Repeated Restraint Stress Decreases Na,K-ATPase Activity via Oxidative and Nitrosative Damage in the Frontal Cortex of Rats.

Chronic psychogenic stress can increase neuronal calcium influx and generate the intracellular accumulation of oxidative (ROS) and nitrosative (RNS) reactive species, disrupting synaptic transmission in the brain. These molecules impair the Na,K-ATPase (NKA) activity, whose malfunction has been related to neuropsychiatric disorders, including anxiety, depression, schizophrenia, and neurodegenerative diseases. In this study, we assessed how 14 days of restraint stress in rats affect NKA activity via oxidative/nitrosative damage in the frontal cortex (FCx), a crucial region for emotional and cognitive control.
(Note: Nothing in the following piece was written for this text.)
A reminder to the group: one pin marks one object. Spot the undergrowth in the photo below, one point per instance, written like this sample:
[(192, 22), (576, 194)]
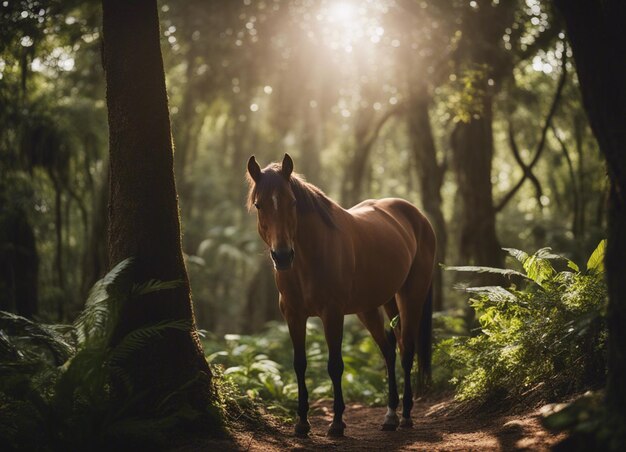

One day after the last stress session (S14 + 1d), but not immediately after the last stress session (S14), α2,3-NKA activity was significantly reduced in the FCx, without changes in the protein levels. The S14 + 1d animals also showed increased lipid peroxidation, iNOS, and AP-1 activities, as well as TNF-α protein levels, evidencing oxidative stress and neuroinflammation. No cellular death or neurodegeneration was observed in the FCx of S14 + 1d animals. Pharmacological inhibition of iNOS or COX-2 before each stress session prevented lipid peroxidation and the α2,3-NKA activity loss. Our results show that repeated restraint exposure for 14 days decreases the activity of α2,3-NKA in FCx 24 h after the last stress, an effect associated with augmented inflammatory response and oxidative and nitrosative damage and suggest new pathophysiological roles to neuroinflammation in neuropsychiatric diseases.